M. Sarpy regarda avec une nouvelle attention son singulier interlocuteur. Ce regard n’était pas exempt d’alarmes.

— Je viens de chez M. Belmont et de sa part. Il connaît mon plan et a tenté de m’en dissuader, mais en vain. Il pourrait avertir Bouchette ou me dénoncer à la garnison, mais il est trop loyal à la France pour cela. Il respecte mon secret. Toutefois, cela ne l’empêche pas d’essayer de venir en aide à son ami. Il m’a dit : « Batoche, si vous devez faire Joseph Bouchette, prisonnier, allez d’abord chez M. Sarpy et demandez-lui s’il le recevrait dans sa maison prisonnier sur parole. Vous lui épargneriez ainsi beaucoup de souffrances inutiles et en même temps, il serait mis dans l’impossibilité de vous faire du mal à l’avenir.

Après quelque hésitation, j’ai accepté cette proposition de mon ami et je suis venu communiquer avec vous.

— Je n’accepte pas, dit M. Sarpy sèchement et résolument. Je serais honteux d’avoir un de mes compatriotes prisonnier dans ma maison. Si je prenais part à cette guerre, je le ferais ouvertement, mais aussi longtemps que je resterai sur un terrain neutre, je ne permettrai à aucun des adversaires de violer ma propriété. Si Bouchette mérite de souffrir, qu’il porte toute sa peine !

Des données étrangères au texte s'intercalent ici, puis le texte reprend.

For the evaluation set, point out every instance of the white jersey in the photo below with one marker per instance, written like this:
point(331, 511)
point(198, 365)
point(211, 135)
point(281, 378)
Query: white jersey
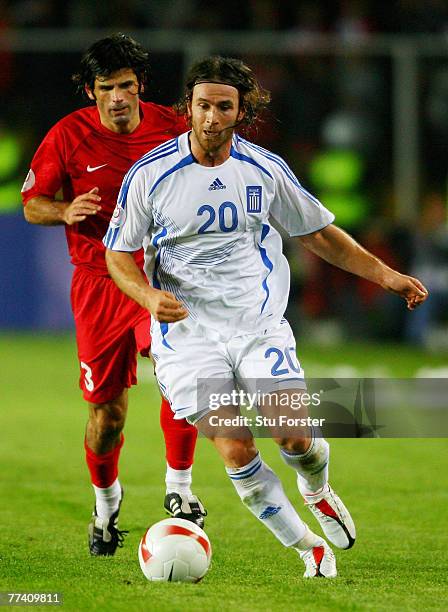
point(207, 236)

— Alors, il souffrira toute sa peine, dit Batoche en se levant d’un bond et en saisissant sa coiffure.

— Non, il ne périra pas, s’écria Zulma en se levant aussi précipitamment et en faisant face au vieux soldat. M. Bouchette n’a fait que son devoir. Il a ses opinions comme nous les avons, vous et moi. Il a été fidèle à ces opinions. Il a accompli un acte de bravoure. Il a répandu de la gloire et non de la honte sur ses compatriotes. Qui vous a constitué son juge ? Quel droit avez-vous de le châtier ? M. Belmont garde votre secret ? J’en suis surprise. Je ne le garderai pas. Je ne considère pas cela un secret ; mais même si c’en était un, je le violerais.

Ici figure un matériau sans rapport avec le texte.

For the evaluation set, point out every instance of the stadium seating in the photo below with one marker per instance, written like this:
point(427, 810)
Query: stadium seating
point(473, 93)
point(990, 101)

— Promettez-vous de vous désister ?

— Au nom de la France, au nom de l’honneur, au nom de la religion, je vous adjure de renoncer à votre projet. Si vous ne me le promettez pas, je vais à l’instant sauter dans un traîneau, courir à Québec, trouver le moyen de pénétrer dans les murs, chercher M. Bouchette et tout lui dire. Qu’avez-vous à répondre ?

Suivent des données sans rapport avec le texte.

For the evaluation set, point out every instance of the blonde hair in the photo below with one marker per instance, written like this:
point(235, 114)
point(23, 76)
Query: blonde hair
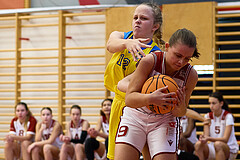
point(29, 114)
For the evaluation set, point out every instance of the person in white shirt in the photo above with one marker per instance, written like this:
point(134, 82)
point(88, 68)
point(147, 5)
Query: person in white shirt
point(47, 143)
point(220, 133)
point(94, 146)
point(21, 135)
point(76, 135)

Durant cette harangue passionnée, la figure de Batoche était à peindre. Elle exprima successivement la surprise, l’étonnement, l’incrédulité, la consternation, la perplexité, puis l’affaissement complet. Il était évident que le vieux soldat rencontrait pour la première fois un tel adversaire. La beauté animée de son interlocutrice, non moins que ses paroles entraînantes le magnétisèrent.

Pendant quelques instants, il ne put répondre ; mais sa ruse native reparut graduellement, et il dit d’un air malin :

— Très bien, mademoiselle ; mais que dirait le jeune officier ?

Sans daigner relever l’allusion, Zulma répondit vivement :

— Les officiers américains sont tous des gens de cœur. Ils admirent la bravoure et le dévouement partout où ils les rencontrent et ils refuseraient de prendre un avantage déloyal sur un ennemi quelconque. Mais il ne s’agit pas de tout cela. Répondez-moi, persévérez-vous dans votre intention ou non ?

— Mademoiselle, Joseph Bouchette vous doit sa liberté, dit Batoche.

Et saluant, il sortit de la chambre. M. Sarpy essaya de le retenir, mais sans succès. Il s’en alla silencieusement et promptement, comme il était venu.